S1 (4.41±7.98%) and S2 (2.93±5.23%) were more effective then S3 (6.95±10.93%) in biofilm remotion(P<0.0001). All solutions were different from the control (11.07±11.99%). S3 was the most effective solution in remission of candidiasis (50%), followed by S1 (46%). Concerning antimicrobial action, S1/S2 were similar and resulted in the lowest microorganism mean count (P=0.04), followed by S3. No significant differences were found with patient's satisfaction.
10% R. communis and 0.25% sodium hypochlorite were effective in biofilm removal, causing remission of candidiasis and reducing the formation of microbial colonies in denture surfaces. All solutions were approved by patients.

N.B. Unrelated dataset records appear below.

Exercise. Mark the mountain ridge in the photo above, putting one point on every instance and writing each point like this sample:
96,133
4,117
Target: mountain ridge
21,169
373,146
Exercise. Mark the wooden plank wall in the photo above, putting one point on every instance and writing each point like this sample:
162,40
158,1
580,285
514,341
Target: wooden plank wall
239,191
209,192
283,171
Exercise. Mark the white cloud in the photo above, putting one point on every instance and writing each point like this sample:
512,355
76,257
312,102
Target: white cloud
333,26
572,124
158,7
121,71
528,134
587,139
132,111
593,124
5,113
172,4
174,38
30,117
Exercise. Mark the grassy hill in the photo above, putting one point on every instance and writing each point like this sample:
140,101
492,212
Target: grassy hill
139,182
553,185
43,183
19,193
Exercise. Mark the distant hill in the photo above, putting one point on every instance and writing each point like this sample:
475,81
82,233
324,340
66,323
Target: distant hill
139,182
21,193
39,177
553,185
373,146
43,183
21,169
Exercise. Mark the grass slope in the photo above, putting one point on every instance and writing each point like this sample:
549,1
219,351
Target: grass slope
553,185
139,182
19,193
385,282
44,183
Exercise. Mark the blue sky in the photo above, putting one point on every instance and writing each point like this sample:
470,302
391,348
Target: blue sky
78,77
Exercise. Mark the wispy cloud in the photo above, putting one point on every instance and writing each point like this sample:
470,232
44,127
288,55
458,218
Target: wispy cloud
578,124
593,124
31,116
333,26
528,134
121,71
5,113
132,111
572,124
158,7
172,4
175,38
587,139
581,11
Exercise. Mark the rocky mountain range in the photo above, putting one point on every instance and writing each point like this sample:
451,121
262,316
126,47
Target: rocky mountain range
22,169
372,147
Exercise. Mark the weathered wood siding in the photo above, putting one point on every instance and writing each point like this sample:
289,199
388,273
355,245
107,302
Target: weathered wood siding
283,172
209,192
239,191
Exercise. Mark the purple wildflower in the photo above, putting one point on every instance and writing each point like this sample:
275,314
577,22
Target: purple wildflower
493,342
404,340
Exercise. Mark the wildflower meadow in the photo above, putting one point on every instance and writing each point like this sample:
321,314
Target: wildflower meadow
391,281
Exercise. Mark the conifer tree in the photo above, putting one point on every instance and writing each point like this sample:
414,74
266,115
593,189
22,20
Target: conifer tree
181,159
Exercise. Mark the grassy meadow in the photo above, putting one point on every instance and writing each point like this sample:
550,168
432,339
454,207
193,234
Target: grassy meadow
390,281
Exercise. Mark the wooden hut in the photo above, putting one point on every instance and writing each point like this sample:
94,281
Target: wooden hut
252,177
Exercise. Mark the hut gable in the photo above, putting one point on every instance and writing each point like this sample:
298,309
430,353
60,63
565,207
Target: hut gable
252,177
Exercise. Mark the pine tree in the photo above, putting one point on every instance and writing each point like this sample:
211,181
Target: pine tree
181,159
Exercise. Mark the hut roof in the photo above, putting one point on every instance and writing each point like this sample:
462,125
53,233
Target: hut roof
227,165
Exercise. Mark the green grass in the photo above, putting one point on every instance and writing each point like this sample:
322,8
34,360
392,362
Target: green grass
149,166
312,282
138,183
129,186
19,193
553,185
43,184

本研究从生物膜清除能力、念珠菌病缓解情况、抗菌活性和参与者满意度方面评估蓖麻和次氯酸钠溶液。
进行了一项对照临床试验,随机、双盲且交叉。64名佩戴假牙者,其中有念珠菌病的24名,无念珠菌病的40名,被指导每天刷牙3次,并将假牙每天浸泡20分钟于不同的储存溶液中(S1/S2:0.25%/0.5%次氯酸钠;S3:10%蓖麻;S4:生理盐水)。每种溶液的试验期为7天,在开始使用另一种溶液前有7天的洗脱期。在基线和每个试验期后分析变量。对上颌假牙内表面的生物膜进行显色、拍照,并测量总面积和染色面积(图像工具软件)。计算生物膜的百分比。通过视觉量表评估念珠菌病的缓解情况并给出评分。通过DNA棋盘杂交法评估抗菌活性。使用问卷测量患者满意度。

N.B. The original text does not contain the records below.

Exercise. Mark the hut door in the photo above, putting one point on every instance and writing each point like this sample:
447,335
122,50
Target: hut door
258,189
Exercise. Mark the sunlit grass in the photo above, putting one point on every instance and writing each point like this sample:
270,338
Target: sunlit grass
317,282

在生物膜清除方面,S1(4.41±7.98%)和S2(2.93±5.23%)比S3(6.95±10.93%)更有效(P<0.0001)。所有溶液均与对照组(11.07±11.99%)不同。S3是念珠菌病缓解方面最有效的溶液(50%),其次是S1(46%)。关于抗菌作用,S1/S2相似,导致微生物平均计数最低(P=0.04),其次是S3。患者满意度方面未发现显著差异。
10%蓖麻和0.25%次氯酸钠在清除生物膜、使念珠菌病缓解以及减少假牙表面微生物菌落形成方面有效。所有溶液均得到患者认可。